—Un día escribirás sobre todo esto.
Estaban sentados en las piedras en forma de yunque invertido. Antares masticaba una hierba; Elena fumaba. Los perros reposaban junto a ellos.
—Un día escribirás sobre nosotros, sobre este momento.
Antares pensó en una fortaleza asediada. Durante años había protegido el interior de la fortaleza de los bárbaros que aguardaban fuera: la estupidez, la brutalidad, la fealdad del mundo. Ahora los bárbaros habían entrado. Y habían empleado el más innoble caballo de Troya: la muerte de su propio hijo.
—Pondrás palabras a toda esta ruina, a esta mierda en que nos estamos convirtiendo, y sentirás que has cumplido conmigo, contigo, con nuestro niño. Y yo te odiaré por ello.
Elena se levantó y se fue. Los perros la siguieron. Antares permaneció allí solo, como una señal en el camino. Visto desde lejos no parecería un hombre, sino una protuberancia de la piedra, un muñón de roca.
En el centro de la fortaleza había un tesoro. Un tesoro que defender. Ese tesoro era lo vivido, y lo vivido sólo podía transmitirse mediante el lenguaje. Había que bajar al pozo del lenguaje, había que llegar al hueso del lenguaje para desnudar lo que había sucedido. Los bárbaros estaban cerca, rodeando el tesoro con su estupidez, con su brutalidad, con su fealdad, y él sólo tenía palabras que oponerles.
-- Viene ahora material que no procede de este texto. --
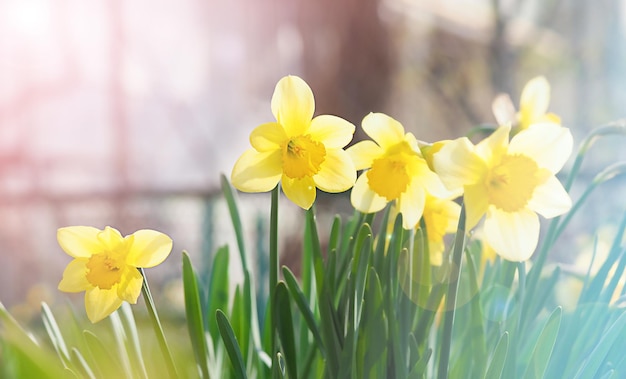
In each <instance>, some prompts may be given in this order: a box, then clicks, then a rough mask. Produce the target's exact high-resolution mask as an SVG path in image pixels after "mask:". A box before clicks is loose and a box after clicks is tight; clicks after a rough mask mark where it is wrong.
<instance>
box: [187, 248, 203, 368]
mask: <svg viewBox="0 0 626 379" xmlns="http://www.w3.org/2000/svg"><path fill="white" fill-rule="evenodd" d="M183 286H184V293H185V315H186V316H187V317H186V319H187V330H188V331H189V338H190V340H191V345H192V346H193V353H194V357H195V359H196V363H197V364H198V367H199V368H200V372H202V376H203V377H204V378H209V367H208V365H207V358H208V355H207V343H206V337H205V331H204V320H203V318H202V306H201V304H200V292H199V290H198V281H197V279H196V274H195V272H194V271H193V267H192V266H191V260H190V259H189V255H188V254H187V253H186V252H183Z"/></svg>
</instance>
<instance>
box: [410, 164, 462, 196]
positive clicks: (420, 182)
mask: <svg viewBox="0 0 626 379" xmlns="http://www.w3.org/2000/svg"><path fill="white" fill-rule="evenodd" d="M413 181H414V182H418V183H419V185H420V186H421V187H423V188H424V189H425V190H426V192H428V194H430V195H432V196H435V197H439V198H452V197H457V196H458V195H460V193H461V191H452V190H449V189H448V188H446V186H445V185H444V184H443V182H442V181H441V178H440V177H439V175H437V174H435V173H434V172H432V171H430V168H428V165H427V163H426V161H423V164H422V162H421V161H420V170H419V173H418V174H417V175H415V176H414V177H413Z"/></svg>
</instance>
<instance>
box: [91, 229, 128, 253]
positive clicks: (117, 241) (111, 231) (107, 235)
mask: <svg viewBox="0 0 626 379" xmlns="http://www.w3.org/2000/svg"><path fill="white" fill-rule="evenodd" d="M97 238H98V240H99V241H100V243H101V244H102V245H104V246H106V247H107V249H109V250H111V249H113V250H117V249H118V247H119V246H120V245H121V244H124V243H127V241H125V240H124V237H123V236H122V234H121V233H120V232H119V230H117V229H115V228H112V227H110V226H107V227H105V228H104V230H103V231H101V232H100V233H98V236H97Z"/></svg>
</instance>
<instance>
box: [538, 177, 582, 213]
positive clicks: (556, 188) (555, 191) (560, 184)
mask: <svg viewBox="0 0 626 379" xmlns="http://www.w3.org/2000/svg"><path fill="white" fill-rule="evenodd" d="M571 207H572V200H571V199H570V197H569V195H568V194H567V192H566V191H565V188H563V186H562V185H561V182H559V180H558V179H557V178H556V177H554V176H550V177H548V179H547V180H546V182H545V183H543V184H541V185H539V186H537V187H536V188H535V191H534V192H533V197H532V198H531V199H530V200H529V201H528V208H529V209H531V210H533V211H535V212H537V213H539V214H540V215H542V216H543V217H545V218H552V217H556V216H560V215H562V214H564V213H565V212H567V211H569V210H570V208H571Z"/></svg>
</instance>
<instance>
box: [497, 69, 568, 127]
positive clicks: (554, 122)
mask: <svg viewBox="0 0 626 379" xmlns="http://www.w3.org/2000/svg"><path fill="white" fill-rule="evenodd" d="M549 105H550V83H548V80H547V79H546V78H545V77H543V76H538V77H536V78H533V79H531V80H529V81H528V83H526V85H525V86H524V88H523V89H522V95H521V97H520V105H519V111H518V112H517V113H516V112H515V108H514V106H513V104H512V103H511V98H510V97H509V96H508V95H499V96H498V97H496V99H495V100H494V102H493V105H492V108H493V113H494V115H495V117H496V121H498V124H499V125H509V124H513V126H514V133H517V132H519V131H522V130H525V129H528V127H529V126H530V125H533V124H536V123H554V124H561V119H560V118H559V116H557V115H556V114H554V113H547V112H548V106H549Z"/></svg>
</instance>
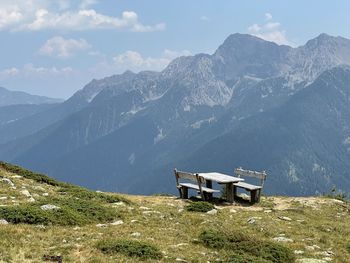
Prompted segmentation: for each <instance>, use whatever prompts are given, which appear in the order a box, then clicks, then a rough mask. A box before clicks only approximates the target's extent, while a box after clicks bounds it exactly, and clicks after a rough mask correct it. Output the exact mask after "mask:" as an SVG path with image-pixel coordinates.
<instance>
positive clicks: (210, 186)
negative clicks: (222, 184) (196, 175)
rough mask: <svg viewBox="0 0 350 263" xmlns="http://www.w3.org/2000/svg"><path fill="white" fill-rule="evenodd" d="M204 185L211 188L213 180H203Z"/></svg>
mask: <svg viewBox="0 0 350 263" xmlns="http://www.w3.org/2000/svg"><path fill="white" fill-rule="evenodd" d="M205 186H206V187H208V188H213V181H212V180H205Z"/></svg>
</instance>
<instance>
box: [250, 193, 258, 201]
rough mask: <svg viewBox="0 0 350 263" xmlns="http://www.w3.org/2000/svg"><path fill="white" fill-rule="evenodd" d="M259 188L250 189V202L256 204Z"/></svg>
mask: <svg viewBox="0 0 350 263" xmlns="http://www.w3.org/2000/svg"><path fill="white" fill-rule="evenodd" d="M257 194H258V190H251V191H250V203H252V204H254V203H256V202H257V197H258V195H257Z"/></svg>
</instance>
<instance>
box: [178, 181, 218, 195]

No se atrevió a juzgarla. No en aquel momento. Años más tarde quizá lo hiciera, cuando Elena ya no perteneciera a su vida, cuando se hubiera convertido en alguien que un día fue importante, pero que entonces ya no sería más que un recuerdo, un nombre que ciertas noches se repetía como un conjuro, otra palabra sosegada o dolorosa.
Apretó al Niño de barro cocido hasta que su mano se hizo puño. El pequeño dios era cálido y duro, como el endocarpio de una ciruela.